Die Pflege des Dogue de Bordeaux ist relativ einfach im Vergleich zu langhaarigen Rassen, erfordert jedoch Regelmäßigkeit und Aufmerksamkeit für bestimmte, für Molosser charakteristische Bereiche. Eine angemessene Pflege wirkt sich nicht nur auf das Aussehen aus, sondern vor allem auf die Gesundheit und den Komfort des Hundes.
Fellbürsten: Der Dogue de Bordeaux hat ein kurzes, glattes Fell, das keine intensive Pflege benötigt. Regelmäßiges Bürsten einmal oder zweimal pro Woche mit einer weichen Bürste aus Naturhaar oder einem Gummihandschuh hilft, abgestorbene Haare zu entfernen und die Haut zu stimulieren, die natürlichen Hautöle für einen gesunden Glanz zu verteilen, die Menge an Haaren im Haus zu reduzieren und eine Gelegenheit zu schaffen, die Haut auf Probleme zu überprüfen.
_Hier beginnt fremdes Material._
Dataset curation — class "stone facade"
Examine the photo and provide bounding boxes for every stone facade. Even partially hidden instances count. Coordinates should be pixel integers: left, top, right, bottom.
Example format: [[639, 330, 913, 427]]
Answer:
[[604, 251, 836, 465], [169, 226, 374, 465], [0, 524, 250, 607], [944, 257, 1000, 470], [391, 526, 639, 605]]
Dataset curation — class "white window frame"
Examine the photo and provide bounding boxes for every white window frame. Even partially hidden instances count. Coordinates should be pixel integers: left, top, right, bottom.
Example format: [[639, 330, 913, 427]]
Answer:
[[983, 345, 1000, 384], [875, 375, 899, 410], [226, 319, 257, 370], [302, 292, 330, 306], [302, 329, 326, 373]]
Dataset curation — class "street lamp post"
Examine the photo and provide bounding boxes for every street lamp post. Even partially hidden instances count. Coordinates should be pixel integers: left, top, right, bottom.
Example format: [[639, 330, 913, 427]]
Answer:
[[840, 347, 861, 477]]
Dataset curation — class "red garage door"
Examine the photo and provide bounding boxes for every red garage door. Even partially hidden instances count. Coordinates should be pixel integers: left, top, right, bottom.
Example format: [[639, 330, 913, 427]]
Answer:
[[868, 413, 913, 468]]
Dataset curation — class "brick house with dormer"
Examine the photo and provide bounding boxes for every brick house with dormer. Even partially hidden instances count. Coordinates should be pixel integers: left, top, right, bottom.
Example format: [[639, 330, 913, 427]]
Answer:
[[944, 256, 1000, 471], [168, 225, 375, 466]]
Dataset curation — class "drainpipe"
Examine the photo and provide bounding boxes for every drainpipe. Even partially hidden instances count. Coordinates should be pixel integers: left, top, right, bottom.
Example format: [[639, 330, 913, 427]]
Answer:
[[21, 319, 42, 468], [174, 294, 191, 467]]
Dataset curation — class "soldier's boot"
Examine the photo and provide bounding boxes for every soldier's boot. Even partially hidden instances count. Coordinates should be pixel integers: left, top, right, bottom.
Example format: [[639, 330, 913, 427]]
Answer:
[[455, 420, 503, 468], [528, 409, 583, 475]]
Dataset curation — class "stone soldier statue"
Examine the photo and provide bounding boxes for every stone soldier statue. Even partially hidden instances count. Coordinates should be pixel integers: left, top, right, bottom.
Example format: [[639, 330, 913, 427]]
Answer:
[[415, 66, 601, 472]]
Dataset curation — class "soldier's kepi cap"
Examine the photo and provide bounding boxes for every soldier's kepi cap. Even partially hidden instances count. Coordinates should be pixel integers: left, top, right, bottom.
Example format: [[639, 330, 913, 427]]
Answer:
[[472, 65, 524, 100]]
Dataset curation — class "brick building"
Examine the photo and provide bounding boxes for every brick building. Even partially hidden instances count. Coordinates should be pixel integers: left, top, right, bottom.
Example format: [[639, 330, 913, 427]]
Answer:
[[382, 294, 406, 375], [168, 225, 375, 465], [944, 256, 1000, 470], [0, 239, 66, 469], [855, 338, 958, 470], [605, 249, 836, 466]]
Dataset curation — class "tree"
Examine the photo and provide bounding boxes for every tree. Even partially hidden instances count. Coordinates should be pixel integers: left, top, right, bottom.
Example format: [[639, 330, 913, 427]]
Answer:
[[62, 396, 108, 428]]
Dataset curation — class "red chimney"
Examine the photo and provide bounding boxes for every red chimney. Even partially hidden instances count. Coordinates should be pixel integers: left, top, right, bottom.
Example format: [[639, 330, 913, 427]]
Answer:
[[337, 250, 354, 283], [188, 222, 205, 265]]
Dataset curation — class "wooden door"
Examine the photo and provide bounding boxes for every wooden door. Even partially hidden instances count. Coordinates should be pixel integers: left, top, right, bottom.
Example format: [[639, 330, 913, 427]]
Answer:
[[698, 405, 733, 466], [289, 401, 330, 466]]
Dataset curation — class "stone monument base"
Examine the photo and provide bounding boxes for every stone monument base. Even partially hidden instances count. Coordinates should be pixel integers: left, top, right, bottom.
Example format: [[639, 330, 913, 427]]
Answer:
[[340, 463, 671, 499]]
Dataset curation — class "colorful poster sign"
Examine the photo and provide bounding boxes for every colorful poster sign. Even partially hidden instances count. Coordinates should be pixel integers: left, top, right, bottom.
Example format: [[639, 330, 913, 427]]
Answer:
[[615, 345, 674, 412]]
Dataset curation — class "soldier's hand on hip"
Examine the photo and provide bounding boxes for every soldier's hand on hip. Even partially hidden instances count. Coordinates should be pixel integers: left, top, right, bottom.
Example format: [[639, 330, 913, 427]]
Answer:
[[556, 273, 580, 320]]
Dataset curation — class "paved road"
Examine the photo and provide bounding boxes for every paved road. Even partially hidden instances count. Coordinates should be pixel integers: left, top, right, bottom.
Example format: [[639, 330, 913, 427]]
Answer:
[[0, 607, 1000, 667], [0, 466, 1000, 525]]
In den Fellwechselperioden (Frühling und Herbst) sollte die Häufigkeit des Bürstens auf 3-4 Mal pro Woche erhöht werden, um die Menge an ausfallendem Haar im Haus zu minimieren.
Pflege der Hautfalten ist absolut entscheidend und spezifisch für diese Rasse. Die Besitzer sollten besonderes Augenmerk auf die zahlreichen, tiefen Hautfalten im Gesicht legen, die Schmutz, Staub und Verunreinigungen, Feuchtigkeit (nach dem Trinken von Wasser, bei feuchtem Wetter), Essensreste sowie Speichel und Sekrete ansammeln können.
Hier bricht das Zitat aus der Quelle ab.